Mit einem Seufzen machte Arya Stark sich daran den Reisverschluss der großen Tasche von innen wieder zu öffnen, auch wenn sie wusste, dass sie nichts erwarten würde, als die vorwurfsvollen Blicke ihrer Mutter und allenfalls noch das schadenfrohe Grinsen ihrer älteren Schwester.
„Was soll dieser Unsinn, junge Dame?"
Arya strich sich die dunklen Haare aus dem Gesicht und blickte hoch, direkt in die blauen Augen ihrer Mutter, auch wenn diese normalerweise wärmer aussahen.
Und Catelyn Stark hielt auch nur selten die Arme so verschränkt... das tat sie, wie Arya wusste, nur, wenn wirklich jemand etwas ganz furchtbares angestellt hatte... und das betraf meist, wie sie zugeben musste, sie.
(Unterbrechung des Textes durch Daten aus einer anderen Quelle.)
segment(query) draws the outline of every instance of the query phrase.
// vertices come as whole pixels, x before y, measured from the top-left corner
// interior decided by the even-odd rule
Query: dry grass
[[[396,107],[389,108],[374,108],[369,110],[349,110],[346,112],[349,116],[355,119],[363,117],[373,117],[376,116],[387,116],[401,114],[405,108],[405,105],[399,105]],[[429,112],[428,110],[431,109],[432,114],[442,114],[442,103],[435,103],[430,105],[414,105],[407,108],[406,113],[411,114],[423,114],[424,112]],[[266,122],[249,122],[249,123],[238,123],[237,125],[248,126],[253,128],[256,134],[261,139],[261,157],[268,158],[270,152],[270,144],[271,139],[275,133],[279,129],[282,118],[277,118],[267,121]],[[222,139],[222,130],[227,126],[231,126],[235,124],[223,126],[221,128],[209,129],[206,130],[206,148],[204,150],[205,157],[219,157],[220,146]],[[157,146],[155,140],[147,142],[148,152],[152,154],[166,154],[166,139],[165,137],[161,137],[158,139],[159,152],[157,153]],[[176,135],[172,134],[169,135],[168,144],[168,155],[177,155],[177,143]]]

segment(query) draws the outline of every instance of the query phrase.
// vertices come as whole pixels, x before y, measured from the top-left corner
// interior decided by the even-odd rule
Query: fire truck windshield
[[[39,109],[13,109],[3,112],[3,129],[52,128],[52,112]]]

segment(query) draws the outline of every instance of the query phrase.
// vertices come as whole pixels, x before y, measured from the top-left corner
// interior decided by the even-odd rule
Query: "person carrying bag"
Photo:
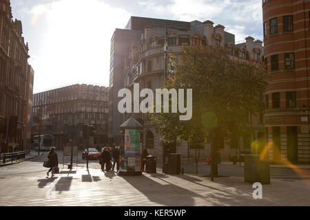
[[[48,166],[50,168],[48,173],[46,173],[48,177],[50,175],[50,172],[52,172],[52,177],[54,177],[54,174],[59,173],[59,168],[58,167],[58,156],[55,152],[55,147],[53,146],[50,148],[48,155]]]

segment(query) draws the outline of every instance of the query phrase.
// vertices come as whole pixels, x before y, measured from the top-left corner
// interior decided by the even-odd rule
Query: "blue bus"
[[[41,137],[41,143],[39,144],[39,137]],[[33,137],[33,146],[34,149],[38,151],[40,146],[40,151],[50,151],[53,146],[53,135],[41,135]]]

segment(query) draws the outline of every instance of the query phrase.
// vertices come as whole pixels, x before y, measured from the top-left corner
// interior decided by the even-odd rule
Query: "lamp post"
[[[40,155],[40,148],[41,148],[41,113],[39,113],[38,115],[38,122],[39,122],[39,146],[38,146],[38,155]]]
[[[71,129],[71,160],[70,160],[70,167],[72,168],[73,164],[73,133],[74,133],[74,111],[72,112],[72,129]]]

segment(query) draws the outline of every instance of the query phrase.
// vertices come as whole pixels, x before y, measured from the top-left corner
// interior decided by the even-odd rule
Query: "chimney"
[[[220,35],[220,46],[224,47],[225,46],[225,33],[224,31],[225,27],[222,25],[217,25],[215,26],[214,29],[214,34],[218,34]]]
[[[144,38],[145,39],[146,48],[149,48],[149,38],[152,36],[152,28],[149,25],[146,25],[144,28]]]
[[[262,56],[262,41],[260,40],[256,40],[254,41],[254,50],[255,52],[259,52],[260,58]]]
[[[253,49],[254,48],[254,38],[251,36],[245,38],[245,47],[249,52],[249,58],[253,60],[254,58],[254,54],[253,53]]]
[[[214,23],[212,21],[207,20],[203,22],[203,34],[205,34],[205,36],[207,39],[207,45],[208,46],[213,46],[214,45],[214,43],[213,42],[213,25]]]

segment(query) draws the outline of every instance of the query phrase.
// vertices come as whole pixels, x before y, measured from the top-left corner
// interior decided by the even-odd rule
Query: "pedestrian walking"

„Ich will mit Dad mit!", erklärte sie laut, auch wenn sie merkte, dass es keinen Sinn hatte. Spätestens in dem Moment, als sie sich die Mühe machte niedlich und reuig auszusehen und ihre Mutter aus großen Augen anzublicken, etwas, was Catelyns Mutterherz normalerweise immer erweichte und ihre Mutter trotzdem nicht lächelte,
„Wir hatten diese Diskussion bereits, Arya! Und du hast dir selbst zuzuschreiben, dass du...!"
„Das ist gemein! Rickon darf auch mit!"

Ihre Mutter ließ sich mit einem Seufzen aufs Bett sinken und zog eine Spange aus ihren Haaren, die sie eigentlich zurückhalten sollten.
„Rickon hat aber auch nicht das Haus von Mr. Baelish mit Eiern beworfen, Arya!", erklärte sie mit aller Ruhe, die jemand aufbringen konnte, der seit vier Uhr nachts auf den Beinen war.
„Dein Vater leitet die Polizei in unserer Stadt! Kannst du dir vorstellen wie unangenehm es ihm war herauszufinden, dass du das getan hast!"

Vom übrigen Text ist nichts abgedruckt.